Since God is timeless and immortal, and Man is temporal and experiences time in a linear manner, our Lord would, under communicatio idiomatum, experience, in a manner where, thanks to omnipotence, the Word of God could, to avoid an overload of information that would damage His full, and thus, before his resurrection, frail and vincible humanity, the attributes of the communication of properties so as to perfect the hypostatic or natural union, so that our Lord would experience creation from within, either during, or I would conjecture, after, His mission on Earth, because it seems that before the Ascension, the demands of His ministry would preclude what one might conjecture His full humanity might otherwise experience as a distraction. And thus it would be both the divine and human will of the Logos to delay this until a suitable time, such as the Ascension, or perhaps in Heaven, where the entirety of existence might be perceived in a linear manner by a risen and glorified human, which our Savior remains, as well as God the Son, as one person, with one nature or hypostasis.

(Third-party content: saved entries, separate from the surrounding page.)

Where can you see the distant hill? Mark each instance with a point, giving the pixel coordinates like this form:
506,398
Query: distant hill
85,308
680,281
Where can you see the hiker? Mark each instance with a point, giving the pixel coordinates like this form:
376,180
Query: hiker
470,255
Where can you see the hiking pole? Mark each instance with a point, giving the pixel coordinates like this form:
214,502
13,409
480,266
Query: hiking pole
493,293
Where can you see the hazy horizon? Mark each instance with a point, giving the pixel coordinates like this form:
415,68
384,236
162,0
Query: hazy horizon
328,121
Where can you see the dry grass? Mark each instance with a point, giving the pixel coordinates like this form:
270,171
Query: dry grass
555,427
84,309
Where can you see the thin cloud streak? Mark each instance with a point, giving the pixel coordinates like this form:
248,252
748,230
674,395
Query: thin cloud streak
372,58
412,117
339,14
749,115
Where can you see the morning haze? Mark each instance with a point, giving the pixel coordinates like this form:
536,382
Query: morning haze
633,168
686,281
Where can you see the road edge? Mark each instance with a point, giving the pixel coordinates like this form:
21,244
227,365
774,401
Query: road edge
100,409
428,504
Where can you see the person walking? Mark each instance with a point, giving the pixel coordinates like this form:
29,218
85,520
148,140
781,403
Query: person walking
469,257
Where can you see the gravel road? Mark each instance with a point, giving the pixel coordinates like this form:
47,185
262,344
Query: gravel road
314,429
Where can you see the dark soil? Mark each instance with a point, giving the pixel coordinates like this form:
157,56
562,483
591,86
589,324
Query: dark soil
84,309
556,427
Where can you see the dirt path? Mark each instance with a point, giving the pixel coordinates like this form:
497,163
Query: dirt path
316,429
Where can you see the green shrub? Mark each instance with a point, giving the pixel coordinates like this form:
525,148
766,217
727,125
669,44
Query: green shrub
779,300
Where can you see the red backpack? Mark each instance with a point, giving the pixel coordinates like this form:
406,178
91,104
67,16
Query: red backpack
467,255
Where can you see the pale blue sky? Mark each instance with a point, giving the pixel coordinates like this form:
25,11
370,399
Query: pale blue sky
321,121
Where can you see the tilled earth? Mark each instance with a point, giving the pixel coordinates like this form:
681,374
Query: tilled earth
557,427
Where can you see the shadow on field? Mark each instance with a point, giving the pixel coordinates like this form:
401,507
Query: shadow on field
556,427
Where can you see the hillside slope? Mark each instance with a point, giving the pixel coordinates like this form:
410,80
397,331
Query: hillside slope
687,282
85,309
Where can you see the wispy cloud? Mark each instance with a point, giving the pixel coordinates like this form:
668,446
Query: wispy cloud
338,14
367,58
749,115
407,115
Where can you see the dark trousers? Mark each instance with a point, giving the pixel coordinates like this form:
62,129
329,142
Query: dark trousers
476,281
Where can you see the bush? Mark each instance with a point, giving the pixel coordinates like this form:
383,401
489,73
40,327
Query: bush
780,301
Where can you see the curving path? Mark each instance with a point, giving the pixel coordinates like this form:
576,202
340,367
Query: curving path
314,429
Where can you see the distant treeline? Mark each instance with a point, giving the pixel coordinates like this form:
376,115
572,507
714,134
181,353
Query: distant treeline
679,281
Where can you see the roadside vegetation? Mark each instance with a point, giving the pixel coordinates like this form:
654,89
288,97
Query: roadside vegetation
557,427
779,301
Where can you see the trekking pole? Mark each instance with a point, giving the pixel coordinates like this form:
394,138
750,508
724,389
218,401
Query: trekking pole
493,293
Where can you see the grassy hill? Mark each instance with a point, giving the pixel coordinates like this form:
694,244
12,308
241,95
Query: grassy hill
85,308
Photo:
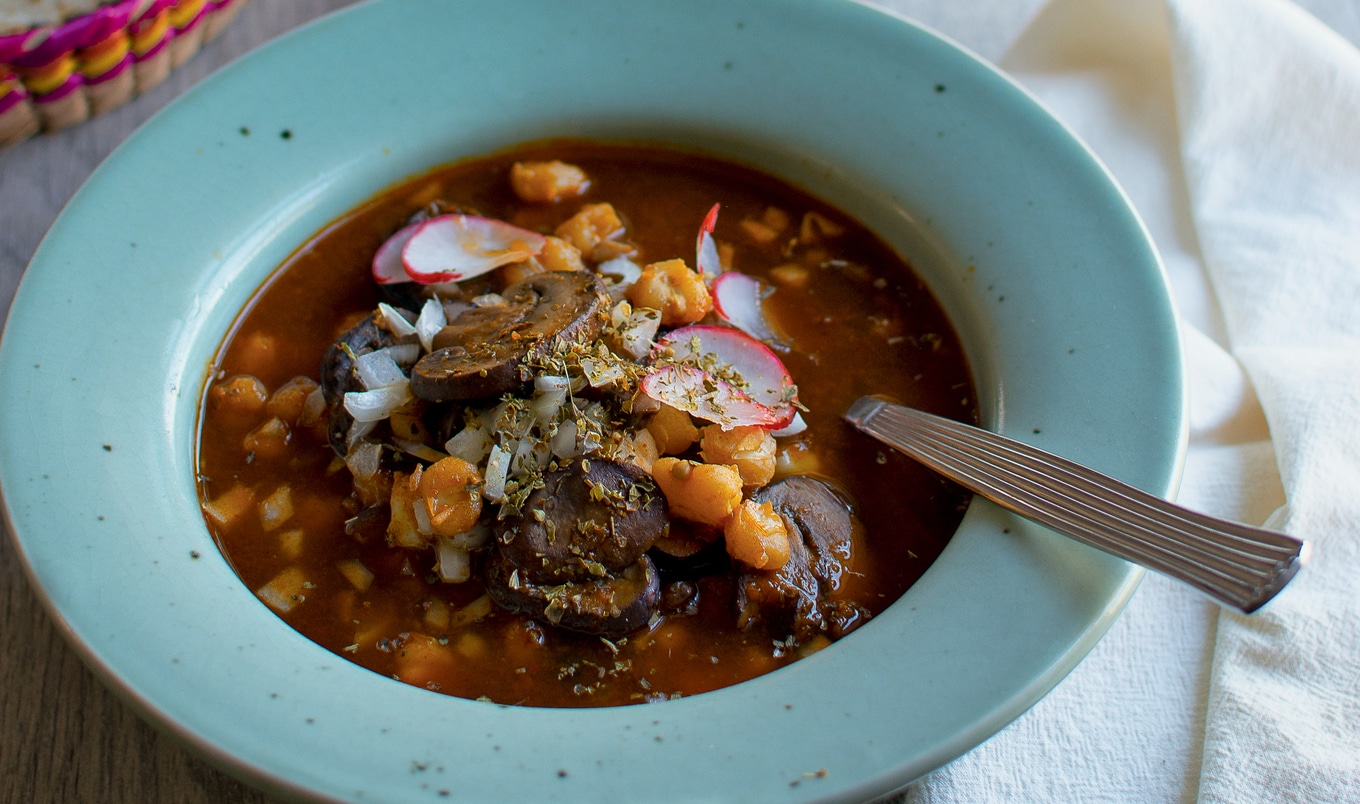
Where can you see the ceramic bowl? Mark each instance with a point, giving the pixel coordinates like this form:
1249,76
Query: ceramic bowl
1034,250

So, there is an answer to the conundrum of an immutable God apparently changing in the Old Testament. Jesus Christ is, as the creed says, very God of very God. As long as we accept fully the Nicene doctrine and Trinitarian theology, and reject Nestorianism and embrace Chalcedonian or Miaphysite Christology, which facilitate the communication of all properties between the divinity and humanity of the Word of God, and indeed owing to omnipotence, communicatio idiomatum could well have been regulated by God so as to perfect the Incarnation, ensuring the complete, sublime and perfected unification in nature or hypostasis true and absolute humanity and true and absolute divinity, thus enabling the communication if properties to be entirely unhindered without changing or confusing the pure divinity and pure humanity of the incarnate Lord, we can have God change because of the Incarnation of the Word, while in a most splendid mystery remaining entirely immutable, because the union of humanity and divinity did not entail, as the Coptic priest says in the Confiteor ante Communionem, change, confusion, or separation, for even “the wink of an eye.” (look for the prayer “Amen, amen, amen, I believe and confess until the last breath” on Google, or I can send it to you; the Coptic liturgy is available in myrid public domain English translations; also this prayer is very similiar to the Pre Communion Prayer of St. John Chrysostom, which a number of Antiochian, OCA and other Eastern Orthodox parishes in the US now recite in unison before the precious body and blood of our Lord are partaken of by the faithful).